Accounting for Spatial Effects in Police Response Time Prediction: A Spatially Explicit Deep Learning Framework
摘要
The rapid response of police officers plays a crucial role in managing traffic incidents, as delayed responses increase the risk of secondary crashes and prolonged blockages. This delay in crash response varies spatially, posing a critical challenge to effective incident management. However, the spatial variability in police response times and its influence on response time prediction have received limited scholarly attention. Prior to model development, spatial dependence is assessed using global Moran’s I statistic, while spatial heterogeneity is explored through choropleth mapping and geographically weighted regression. Based on this evidence, an Integrated Spatial Deep Neural Network (ISDNN) is developed as a spatially explicit prediction framework to serve as an initial decision-support tool in pre-dispatch operations. The model incorporates radial basis functions and periodic kernels to embed spatial and temporal characteristics, enabling the representation of spatially varying response processes. The proposed model is evaluated using traffic crash records and police operational data from Bartlett, Tennessee, United States.

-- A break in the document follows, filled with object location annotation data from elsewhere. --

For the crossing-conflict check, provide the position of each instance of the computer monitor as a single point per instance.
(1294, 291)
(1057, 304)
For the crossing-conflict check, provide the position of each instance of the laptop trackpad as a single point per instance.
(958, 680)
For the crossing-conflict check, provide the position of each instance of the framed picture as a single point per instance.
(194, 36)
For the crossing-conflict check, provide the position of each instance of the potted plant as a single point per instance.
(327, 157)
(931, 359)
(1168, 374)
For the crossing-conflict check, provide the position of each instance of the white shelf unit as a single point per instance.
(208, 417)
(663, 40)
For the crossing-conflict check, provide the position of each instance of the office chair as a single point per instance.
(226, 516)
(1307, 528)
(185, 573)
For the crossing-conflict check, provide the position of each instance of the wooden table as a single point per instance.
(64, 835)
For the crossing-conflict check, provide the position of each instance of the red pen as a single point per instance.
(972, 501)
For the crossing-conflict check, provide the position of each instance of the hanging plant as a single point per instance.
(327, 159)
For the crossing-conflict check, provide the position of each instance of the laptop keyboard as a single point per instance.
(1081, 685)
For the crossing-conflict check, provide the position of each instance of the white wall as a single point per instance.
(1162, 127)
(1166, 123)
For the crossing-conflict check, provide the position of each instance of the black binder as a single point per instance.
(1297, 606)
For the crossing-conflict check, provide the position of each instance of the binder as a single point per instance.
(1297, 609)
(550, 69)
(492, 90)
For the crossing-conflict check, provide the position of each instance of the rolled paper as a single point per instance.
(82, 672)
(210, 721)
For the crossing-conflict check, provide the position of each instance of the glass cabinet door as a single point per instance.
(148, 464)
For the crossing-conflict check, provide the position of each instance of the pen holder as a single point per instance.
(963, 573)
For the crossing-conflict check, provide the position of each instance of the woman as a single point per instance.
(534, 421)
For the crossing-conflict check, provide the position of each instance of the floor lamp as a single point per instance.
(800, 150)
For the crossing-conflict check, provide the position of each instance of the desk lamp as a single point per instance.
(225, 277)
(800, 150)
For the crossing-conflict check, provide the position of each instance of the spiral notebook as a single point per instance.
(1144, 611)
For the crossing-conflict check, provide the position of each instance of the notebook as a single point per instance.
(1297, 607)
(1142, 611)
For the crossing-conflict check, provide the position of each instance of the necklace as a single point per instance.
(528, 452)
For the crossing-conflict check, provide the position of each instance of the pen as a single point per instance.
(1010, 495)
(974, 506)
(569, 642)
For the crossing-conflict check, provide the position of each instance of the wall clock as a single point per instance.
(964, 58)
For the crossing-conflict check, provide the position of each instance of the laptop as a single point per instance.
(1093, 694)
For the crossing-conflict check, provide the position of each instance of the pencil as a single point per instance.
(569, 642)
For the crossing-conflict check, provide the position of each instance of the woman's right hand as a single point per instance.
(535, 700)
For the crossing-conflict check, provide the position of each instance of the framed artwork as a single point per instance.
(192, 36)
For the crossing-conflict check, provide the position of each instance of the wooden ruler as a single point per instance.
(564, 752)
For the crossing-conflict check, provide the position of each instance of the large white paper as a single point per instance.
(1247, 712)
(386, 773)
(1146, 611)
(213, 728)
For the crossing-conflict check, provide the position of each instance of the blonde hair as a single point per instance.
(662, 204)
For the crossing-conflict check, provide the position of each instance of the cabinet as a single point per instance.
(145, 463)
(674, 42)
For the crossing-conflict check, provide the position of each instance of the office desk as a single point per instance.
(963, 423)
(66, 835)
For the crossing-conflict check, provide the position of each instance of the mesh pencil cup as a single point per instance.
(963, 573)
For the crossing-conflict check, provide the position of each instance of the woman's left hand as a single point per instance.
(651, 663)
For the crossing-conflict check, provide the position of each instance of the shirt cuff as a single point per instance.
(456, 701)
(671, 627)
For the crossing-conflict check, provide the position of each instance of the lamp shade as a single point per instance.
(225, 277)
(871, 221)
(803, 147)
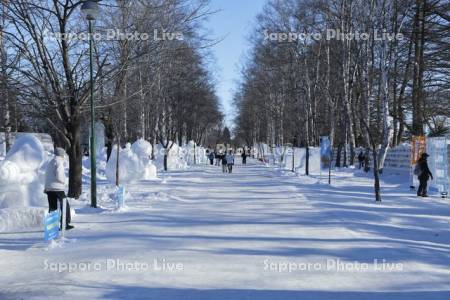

Compared with several non-spatial and spatial baseline models, the ISDNN achieves lower prediction errors (RMSE = 0.43; MAE = 0.33; MAPE = 23.85%), indicating the potential benefits of accounting for spatial effects in response time prediction. Beyond temporal variations and crash intensity, spatial factors, including intersections and land use, play a key role in crash response prediction. Overall, the implications of the ISDNN model enable accurate predictions across police zones, which may potentially support targeted pre-dispatch decisions in historically delayed zones.